Orang-orang Yahudi dan Nasrani
baru akan rela menerima seruan Nabi Muhammad saw. apabila yang disampaikan
adalah ajaran atau tata cara hidup mereka atau Rasulullah saw. terlebih dahulu
masuk dan mengikuti ajaran atau millah
mereka. Susunan ayat tersebut tampaknya memberi
kesan Nabi saw bersedih, karena keengganan mereka untuk meninggalkan agama
sebelumnya untuk masuk Islam.2[2] Sementara di sisi lain, Nabi Muhammad saw. tidak
mungkin akan mengikuti keinginan mereka.
Kemudian, ayat tersebut memberi tuntunan bagaimana menyikapi hal
tersebut dengan menyatakan “Katakanlah
sesungguhnya petunjuk Allah itulah petunjuk yang sebenarnya.”
Beberapa ayat lain
menginformasikan tentang kesediaan Nabi saw. atas respons sementara orang yang tidak mau beriman, di antaranya QS.
Al-Kahfi [18]: 6:
“Maka (apakah) barangkali kamu akan membunuh
dirimu karena bersedih hati setelah mereka berpaling, sekiranya mereka tidak
beriman kepada keterangan ini (Al-Qur’an).”

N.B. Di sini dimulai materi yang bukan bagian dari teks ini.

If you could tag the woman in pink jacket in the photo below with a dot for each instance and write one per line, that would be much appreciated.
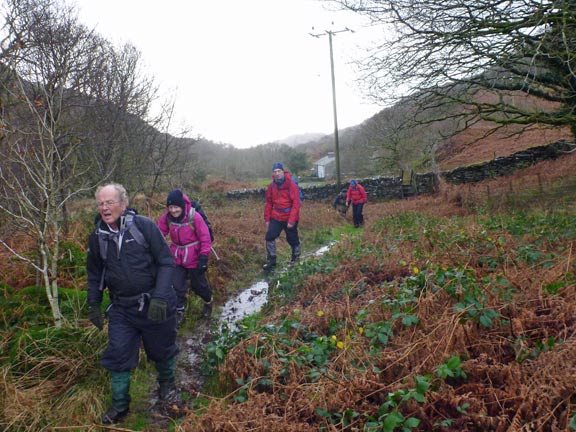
(357, 196)
(190, 246)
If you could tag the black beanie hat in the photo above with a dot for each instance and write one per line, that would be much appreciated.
(175, 198)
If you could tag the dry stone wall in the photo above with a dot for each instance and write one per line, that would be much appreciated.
(384, 188)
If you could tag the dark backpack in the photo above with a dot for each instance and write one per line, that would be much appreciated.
(295, 179)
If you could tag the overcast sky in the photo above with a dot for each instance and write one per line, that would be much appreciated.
(244, 72)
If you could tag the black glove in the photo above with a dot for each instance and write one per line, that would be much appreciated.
(203, 263)
(157, 310)
(95, 316)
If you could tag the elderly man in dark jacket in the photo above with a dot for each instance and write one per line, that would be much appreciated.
(129, 255)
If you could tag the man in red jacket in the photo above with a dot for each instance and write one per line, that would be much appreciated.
(357, 196)
(281, 213)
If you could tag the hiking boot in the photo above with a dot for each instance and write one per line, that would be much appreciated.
(296, 250)
(114, 415)
(180, 318)
(270, 264)
(207, 310)
(166, 390)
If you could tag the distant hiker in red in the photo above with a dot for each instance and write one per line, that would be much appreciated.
(281, 213)
(357, 196)
(190, 247)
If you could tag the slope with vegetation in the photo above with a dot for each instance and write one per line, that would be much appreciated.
(446, 313)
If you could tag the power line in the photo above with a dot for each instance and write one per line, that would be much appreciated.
(330, 33)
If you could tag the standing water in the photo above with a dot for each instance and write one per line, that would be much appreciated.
(247, 302)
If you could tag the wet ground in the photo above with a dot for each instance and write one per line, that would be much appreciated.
(192, 341)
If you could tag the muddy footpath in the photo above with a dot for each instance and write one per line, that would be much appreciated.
(192, 342)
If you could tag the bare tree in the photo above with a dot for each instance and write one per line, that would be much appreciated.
(39, 150)
(482, 54)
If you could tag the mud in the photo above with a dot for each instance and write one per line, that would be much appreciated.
(192, 341)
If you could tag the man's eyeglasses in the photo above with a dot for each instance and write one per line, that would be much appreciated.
(108, 203)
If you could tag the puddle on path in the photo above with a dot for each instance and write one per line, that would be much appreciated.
(193, 341)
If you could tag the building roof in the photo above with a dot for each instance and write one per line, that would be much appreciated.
(325, 160)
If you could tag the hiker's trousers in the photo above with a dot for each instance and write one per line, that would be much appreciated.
(127, 328)
(198, 284)
(276, 227)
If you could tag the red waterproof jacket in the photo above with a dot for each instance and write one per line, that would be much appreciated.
(283, 202)
(356, 194)
(189, 240)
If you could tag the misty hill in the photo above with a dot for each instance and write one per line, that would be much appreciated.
(294, 140)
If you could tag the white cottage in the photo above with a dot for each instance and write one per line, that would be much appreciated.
(325, 168)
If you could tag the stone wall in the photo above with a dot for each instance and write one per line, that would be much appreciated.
(503, 166)
(383, 188)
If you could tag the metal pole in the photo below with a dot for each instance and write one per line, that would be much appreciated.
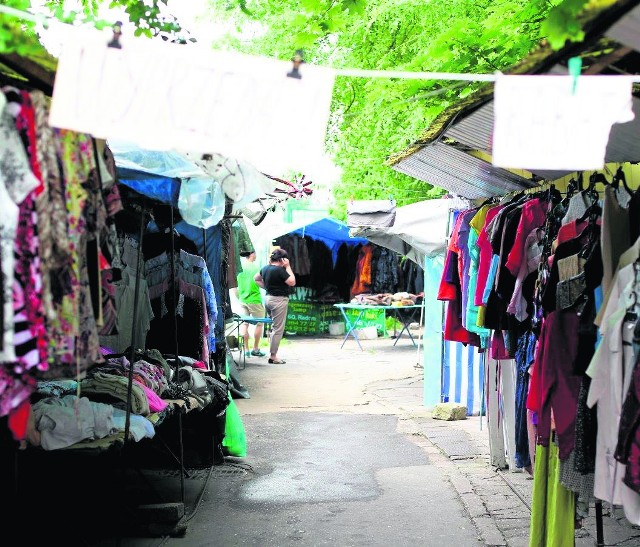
(175, 341)
(134, 327)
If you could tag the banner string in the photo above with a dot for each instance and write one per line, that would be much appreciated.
(349, 72)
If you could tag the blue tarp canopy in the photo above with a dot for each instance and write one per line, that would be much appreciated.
(331, 232)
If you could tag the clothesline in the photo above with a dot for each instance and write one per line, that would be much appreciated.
(349, 72)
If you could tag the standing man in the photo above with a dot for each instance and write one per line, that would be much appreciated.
(277, 279)
(248, 293)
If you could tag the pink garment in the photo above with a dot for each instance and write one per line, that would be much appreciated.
(156, 404)
(533, 216)
(486, 253)
(498, 349)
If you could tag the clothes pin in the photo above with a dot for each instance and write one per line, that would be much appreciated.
(297, 60)
(575, 66)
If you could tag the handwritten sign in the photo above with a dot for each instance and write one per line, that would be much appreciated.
(183, 97)
(369, 318)
(310, 318)
(542, 122)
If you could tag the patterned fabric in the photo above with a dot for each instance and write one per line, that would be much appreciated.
(16, 182)
(29, 328)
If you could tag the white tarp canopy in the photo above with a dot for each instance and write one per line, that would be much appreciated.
(419, 230)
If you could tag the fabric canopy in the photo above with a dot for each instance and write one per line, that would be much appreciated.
(419, 230)
(331, 232)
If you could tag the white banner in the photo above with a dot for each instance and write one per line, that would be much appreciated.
(169, 96)
(542, 122)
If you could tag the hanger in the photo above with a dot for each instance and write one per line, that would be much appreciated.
(592, 213)
(620, 177)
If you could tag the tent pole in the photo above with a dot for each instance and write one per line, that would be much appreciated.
(175, 342)
(421, 337)
(134, 327)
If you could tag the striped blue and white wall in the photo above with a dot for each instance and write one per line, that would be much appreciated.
(463, 376)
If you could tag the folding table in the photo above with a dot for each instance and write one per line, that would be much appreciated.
(239, 320)
(396, 311)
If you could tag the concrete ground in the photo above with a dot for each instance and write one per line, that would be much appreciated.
(340, 451)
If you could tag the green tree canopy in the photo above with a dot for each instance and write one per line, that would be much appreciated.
(372, 118)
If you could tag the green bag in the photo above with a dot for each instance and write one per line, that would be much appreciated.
(235, 439)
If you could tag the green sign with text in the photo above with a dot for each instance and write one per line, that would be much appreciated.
(310, 317)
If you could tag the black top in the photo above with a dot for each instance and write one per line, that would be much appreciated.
(274, 280)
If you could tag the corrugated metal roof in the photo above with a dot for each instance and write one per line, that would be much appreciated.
(460, 173)
(447, 162)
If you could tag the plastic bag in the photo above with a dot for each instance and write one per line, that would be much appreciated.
(235, 439)
(201, 202)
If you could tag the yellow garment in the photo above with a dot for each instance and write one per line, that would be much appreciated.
(552, 505)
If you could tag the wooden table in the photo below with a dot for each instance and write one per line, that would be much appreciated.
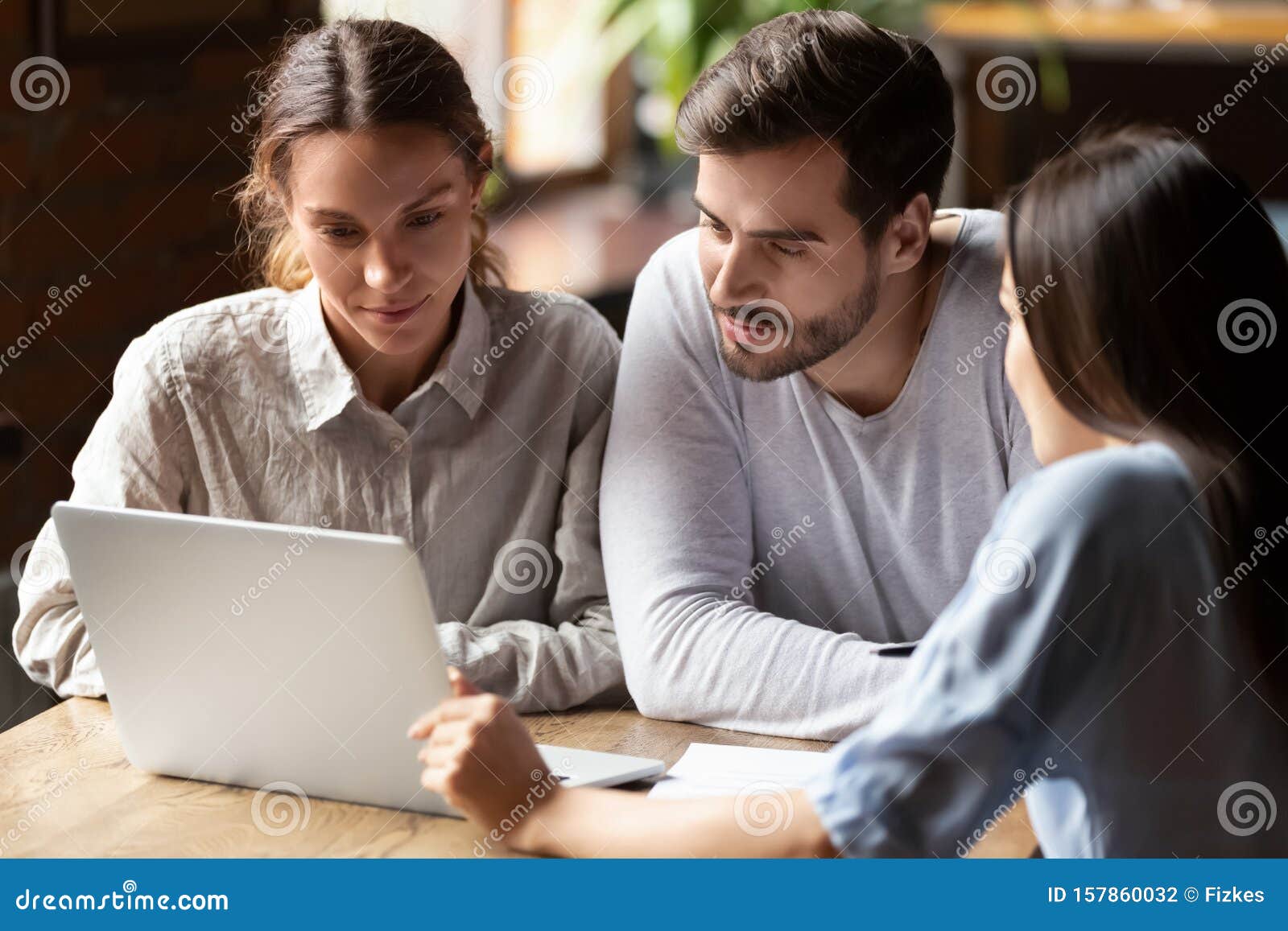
(66, 789)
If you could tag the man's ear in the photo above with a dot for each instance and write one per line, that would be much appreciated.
(908, 235)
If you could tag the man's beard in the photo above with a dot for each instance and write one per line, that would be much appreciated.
(794, 345)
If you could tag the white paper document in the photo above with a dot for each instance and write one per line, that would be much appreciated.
(708, 769)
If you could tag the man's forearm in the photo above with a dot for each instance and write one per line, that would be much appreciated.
(588, 822)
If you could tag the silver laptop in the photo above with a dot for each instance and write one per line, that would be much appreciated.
(270, 656)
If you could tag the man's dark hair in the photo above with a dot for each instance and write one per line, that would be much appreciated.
(877, 96)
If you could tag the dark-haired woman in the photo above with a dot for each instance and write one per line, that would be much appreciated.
(382, 381)
(1120, 649)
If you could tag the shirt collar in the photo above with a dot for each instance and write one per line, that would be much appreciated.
(328, 384)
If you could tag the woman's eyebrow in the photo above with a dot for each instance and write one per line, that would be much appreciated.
(341, 216)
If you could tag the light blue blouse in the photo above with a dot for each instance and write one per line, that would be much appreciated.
(1090, 663)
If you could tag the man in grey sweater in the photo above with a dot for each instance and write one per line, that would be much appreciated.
(811, 428)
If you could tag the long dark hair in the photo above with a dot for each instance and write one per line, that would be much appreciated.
(353, 75)
(1161, 325)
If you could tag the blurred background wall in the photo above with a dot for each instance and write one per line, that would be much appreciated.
(124, 124)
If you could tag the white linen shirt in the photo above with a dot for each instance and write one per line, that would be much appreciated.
(242, 407)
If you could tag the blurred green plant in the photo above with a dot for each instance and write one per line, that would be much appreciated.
(675, 40)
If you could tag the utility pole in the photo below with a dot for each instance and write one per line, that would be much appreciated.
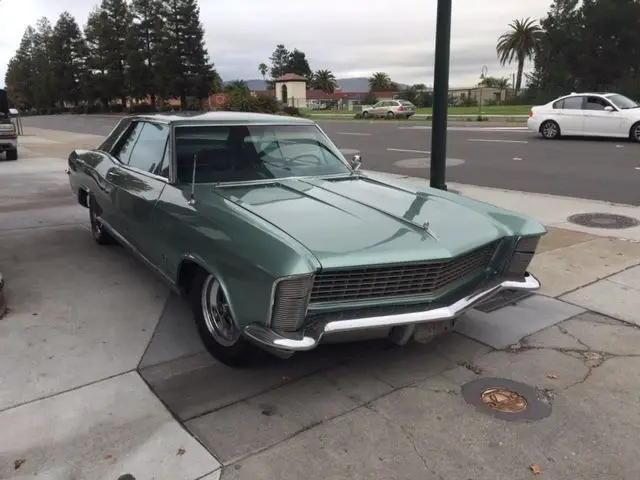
(440, 96)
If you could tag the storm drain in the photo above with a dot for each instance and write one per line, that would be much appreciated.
(502, 299)
(604, 220)
(506, 399)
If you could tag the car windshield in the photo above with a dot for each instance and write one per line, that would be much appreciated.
(244, 153)
(622, 102)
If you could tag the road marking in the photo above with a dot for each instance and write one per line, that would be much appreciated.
(408, 151)
(495, 140)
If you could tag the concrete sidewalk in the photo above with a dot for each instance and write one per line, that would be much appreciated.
(102, 372)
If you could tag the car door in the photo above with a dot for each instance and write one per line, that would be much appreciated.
(141, 182)
(119, 150)
(601, 122)
(571, 115)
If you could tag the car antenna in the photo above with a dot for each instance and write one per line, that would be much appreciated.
(192, 197)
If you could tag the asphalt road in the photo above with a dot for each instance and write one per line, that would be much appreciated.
(484, 155)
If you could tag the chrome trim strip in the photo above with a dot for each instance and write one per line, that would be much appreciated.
(310, 338)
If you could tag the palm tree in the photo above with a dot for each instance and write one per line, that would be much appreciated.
(324, 80)
(263, 69)
(380, 82)
(520, 42)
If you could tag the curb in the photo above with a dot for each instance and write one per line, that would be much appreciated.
(3, 303)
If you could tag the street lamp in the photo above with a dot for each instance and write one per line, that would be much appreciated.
(483, 75)
(440, 96)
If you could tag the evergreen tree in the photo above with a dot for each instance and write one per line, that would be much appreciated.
(107, 34)
(19, 78)
(144, 48)
(68, 52)
(185, 66)
(44, 92)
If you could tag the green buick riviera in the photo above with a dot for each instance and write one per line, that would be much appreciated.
(279, 243)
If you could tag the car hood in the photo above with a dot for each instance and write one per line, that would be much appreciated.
(360, 221)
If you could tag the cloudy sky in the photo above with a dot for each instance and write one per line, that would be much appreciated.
(350, 37)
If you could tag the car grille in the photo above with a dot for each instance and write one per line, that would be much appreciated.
(397, 280)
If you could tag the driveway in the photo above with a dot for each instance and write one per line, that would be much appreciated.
(103, 374)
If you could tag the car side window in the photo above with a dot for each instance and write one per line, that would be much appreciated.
(109, 143)
(596, 103)
(149, 150)
(163, 169)
(122, 150)
(573, 103)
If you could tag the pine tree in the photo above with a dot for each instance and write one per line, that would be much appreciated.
(186, 69)
(144, 48)
(19, 77)
(45, 95)
(107, 34)
(68, 52)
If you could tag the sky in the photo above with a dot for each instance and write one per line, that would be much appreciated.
(352, 38)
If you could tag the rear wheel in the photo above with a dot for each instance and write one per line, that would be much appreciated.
(215, 323)
(99, 232)
(550, 130)
(634, 133)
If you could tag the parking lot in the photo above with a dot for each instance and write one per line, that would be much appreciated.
(103, 374)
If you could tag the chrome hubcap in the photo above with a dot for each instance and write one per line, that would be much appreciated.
(549, 130)
(217, 314)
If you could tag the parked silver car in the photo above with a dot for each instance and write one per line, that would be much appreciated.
(390, 109)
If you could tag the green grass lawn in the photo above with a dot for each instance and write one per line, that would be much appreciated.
(488, 110)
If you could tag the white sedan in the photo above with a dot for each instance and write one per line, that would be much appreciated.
(587, 114)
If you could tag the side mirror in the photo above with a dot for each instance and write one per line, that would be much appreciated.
(356, 162)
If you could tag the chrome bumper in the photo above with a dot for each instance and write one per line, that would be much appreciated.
(310, 337)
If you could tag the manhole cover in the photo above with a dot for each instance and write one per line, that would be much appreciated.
(506, 399)
(603, 220)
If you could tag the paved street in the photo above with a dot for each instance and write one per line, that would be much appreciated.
(485, 155)
(104, 375)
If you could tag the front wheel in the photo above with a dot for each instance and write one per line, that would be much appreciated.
(98, 230)
(215, 323)
(550, 130)
(634, 133)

Juga dalam QS. Fâthir [35]: 8:
“…Maka, janganlah dirimu binasa karena
kesedihan terhadap mereka…”.
Dalam beberapa ayat lainnya Nabi
saw diingatkan oleh Allah swt. bahwa:
“Bukanlah kewajibanmu menjadikan mereka
mendapat petunjuk, akan tetapi Allah-lah yang memberi petunjuk (memberi taufiq)
siapa yang dikehendaki-Nya” (QS. Al-Baqarah [2]: 272)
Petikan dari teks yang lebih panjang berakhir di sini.